Not that its backers, which include Google, have been put off — in June a fundraising valued the company at $17 billion (£11.18 billion); just six months later, a fresh round brought that up to $40 billion.

“It’s quite phenomenal that if you said, ‘what was the fastest-growing company in the history of all companies — it’s a minicab company’, you’d go, ‘oh, do me a favour’,” says Griffin.

“It’s got to be Microsoft or Apple or Facebook or something else. You would never think it was a minicab firm.”

But for enthusiastic investors, Uber — and its rival apps around the world, which include GetTaxi, Lyft and the UK’s own Hailo — is the latest example of entrepreneurs disrupting a staid industry, a tech firm in the vein of Facebook or Google rather than a traditional minicab company.

“That’s a lovely idea, but that’s not the reality,” says Griffin. “As much as you dress them up, they are no different to us — they are minicab firms. They’ve got an app, we’ve got an app. They’ve got a Public Carriage Office licence, we’ve got a PCO licence. They recruit drivers, we recruit drivers — we all go and get the same customers.”

Once the novelty wears off, he feels, “the valuations will plummet and then we’ll come back to reality”.

Perhaps, but that hasn’t stopped Griffin, 41, taking note.

“It gets the brainwaves working — what should we do, how can we do that? Take some of their ideas,” he says. “They’ve clearly nicked a fair chunk of ours, so we’ll happily go and reciprocate.”

One thing Uber has done is put Addison Lee on the same side as London’s black-cab drivers.

“We never thought that would happen,” laughs Griffin. He sympathises with the protests against TfL, saying the body should not have given Uber a licence.

Like the black-cab industry, Griffin is also a strong believer in the need for drivers to be heavily trained.

“London is a complicated place, and being a minicab driver is not as simple as everybody thinks,” he says.

“We have lots of Uber drivers come to Addison Lee — we’ve had 48 apply this month, and of the 48 we’ve taken on eight or nine. That is because there is a big quality difference.”

He is more positive on Uber’s rivals. Sir Richard Branson-backed Hailo, set up by three London black-cab drivers, has had a tough time of it recently, having to pull out of North America, losing its co-founder and chief executive Jay Bregman, and angering drivers by deciding to work with private-hire vehicles rather than just black cabs.

The reaction to that last decision, says Griffin, “was no surprise to any of us in the trade”, but generally “they are one of the better ones”.

Then there’s Israeli start-up GetTaxi, which near the end of last year announced it was offering black-cab trips for just a fiver — albeit on journeys of 10 kilometres (six miles) or less that started outside Zone Two.

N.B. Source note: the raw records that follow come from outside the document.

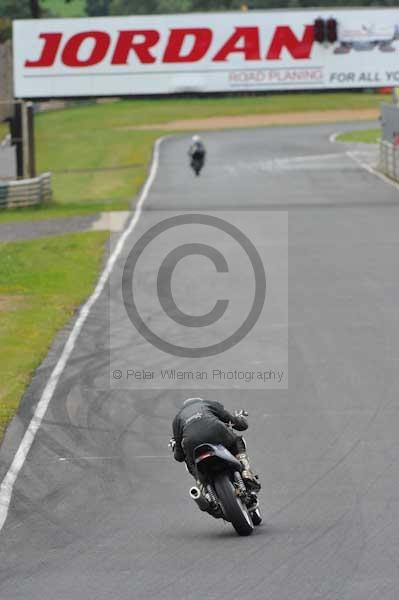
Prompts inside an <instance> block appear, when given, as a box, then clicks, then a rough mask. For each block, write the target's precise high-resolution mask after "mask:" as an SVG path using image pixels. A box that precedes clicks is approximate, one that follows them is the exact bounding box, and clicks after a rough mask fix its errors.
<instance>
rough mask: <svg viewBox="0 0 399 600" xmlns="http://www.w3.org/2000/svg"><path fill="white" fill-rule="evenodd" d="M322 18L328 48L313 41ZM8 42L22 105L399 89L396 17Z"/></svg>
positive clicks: (263, 16) (281, 18) (178, 15)
mask: <svg viewBox="0 0 399 600" xmlns="http://www.w3.org/2000/svg"><path fill="white" fill-rule="evenodd" d="M318 18H319V19H320V18H321V19H326V20H328V19H331V18H333V19H334V20H336V23H337V36H338V37H337V40H336V41H335V42H334V43H324V44H323V43H318V42H316V41H315V39H314V27H313V24H314V22H315V20H316V19H318ZM13 39H14V82H15V95H16V96H17V97H22V98H37V97H66V96H115V95H135V94H170V93H181V92H221V91H224V92H226V91H249V90H284V89H291V90H296V89H302V90H303V89H328V88H348V87H349V88H355V87H381V86H386V85H388V86H389V85H397V84H398V83H399V8H398V9H395V8H393V9H370V10H369V9H354V10H342V9H341V10H339V9H329V10H328V11H326V10H306V11H304V10H298V11H269V12H268V11H248V12H229V13H201V14H198V13H197V14H179V15H153V16H132V17H108V18H91V19H43V20H29V21H14V37H13Z"/></svg>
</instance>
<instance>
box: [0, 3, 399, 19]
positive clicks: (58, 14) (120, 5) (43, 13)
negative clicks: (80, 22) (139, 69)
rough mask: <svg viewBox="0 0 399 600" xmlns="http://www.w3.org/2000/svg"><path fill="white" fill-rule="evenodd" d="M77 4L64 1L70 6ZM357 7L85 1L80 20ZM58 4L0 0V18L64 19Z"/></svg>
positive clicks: (331, 5) (358, 3)
mask: <svg viewBox="0 0 399 600" xmlns="http://www.w3.org/2000/svg"><path fill="white" fill-rule="evenodd" d="M76 1H77V0H64V3H67V4H68V3H73V2H76ZM361 4H362V5H363V6H381V7H384V6H398V0H361ZM315 5H316V6H319V7H331V6H337V7H338V6H359V0H317V1H316V2H315V0H85V3H82V16H83V15H84V14H87V15H90V16H101V15H128V14H132V15H134V14H151V13H172V12H188V11H210V10H239V9H240V8H242V7H244V8H248V9H249V10H250V9H262V8H263V9H267V8H300V7H312V6H315ZM59 6H60V2H59V0H58V1H56V0H0V17H8V18H10V19H23V18H25V19H26V18H29V17H39V16H42V17H46V16H64V15H63V14H61V13H60V8H59Z"/></svg>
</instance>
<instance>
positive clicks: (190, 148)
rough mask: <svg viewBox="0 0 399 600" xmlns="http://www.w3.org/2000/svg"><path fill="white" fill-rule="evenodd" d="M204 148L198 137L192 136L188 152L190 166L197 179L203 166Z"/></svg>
mask: <svg viewBox="0 0 399 600" xmlns="http://www.w3.org/2000/svg"><path fill="white" fill-rule="evenodd" d="M205 154H206V150H205V146H204V144H203V142H202V140H201V139H200V137H199V136H198V135H194V136H193V137H192V140H191V146H190V149H189V151H188V155H189V157H190V165H191V168H192V169H193V171H194V173H195V174H196V176H197V177H198V175H199V174H200V172H201V170H202V168H203V166H204V164H205Z"/></svg>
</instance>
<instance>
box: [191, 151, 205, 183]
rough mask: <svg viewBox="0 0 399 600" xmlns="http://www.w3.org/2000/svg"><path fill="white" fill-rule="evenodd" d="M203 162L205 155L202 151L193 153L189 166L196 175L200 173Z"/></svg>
mask: <svg viewBox="0 0 399 600" xmlns="http://www.w3.org/2000/svg"><path fill="white" fill-rule="evenodd" d="M204 163H205V155H204V154H202V153H199V152H197V153H194V154H193V155H192V156H191V168H192V169H193V171H194V173H195V174H196V175H197V177H198V175H199V174H200V172H201V169H202V168H203V166H204Z"/></svg>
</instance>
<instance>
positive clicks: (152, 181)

It was a bold move on price, but Griffin says he would only have been worried by it “if I was paying the bill — some of these guys have got deeper pockets than sense”.

Addison Lee has some firepower of its own behind it, with US private-equity giant Carlyle buying a majority holding in the company in a £300 million deal in April 2013.

Last autumn, Carlyle looked as if it was set for a swift exit amid reports that it would sell the company for £800 million, but any such plans seem to have been ditched for the moment.

“[Carlyle] love owning the company, they think it’s a great space to be in,” says Griffin. “They’re ready for the fight, they’re ready to back us and stick with us and to see what the next year or two holds.”

Still, Addison Lee won’t be drawn into a price war: “We believe people are prepared to pay for service. We’re not as expensive as everyone thinks we are — trust me, we’ve had consultants coming out of our ears looking at how we compare on price and the gap is not as big as everybody would seem to believe.”

But he accepts there is a difference with Uber — and it’s something he’s proud of: “We are a premium product — every market has its British Airways and its Ryanair.

“We’re here sitting here as British Airways, but people will always want the Ryanair equivalent.”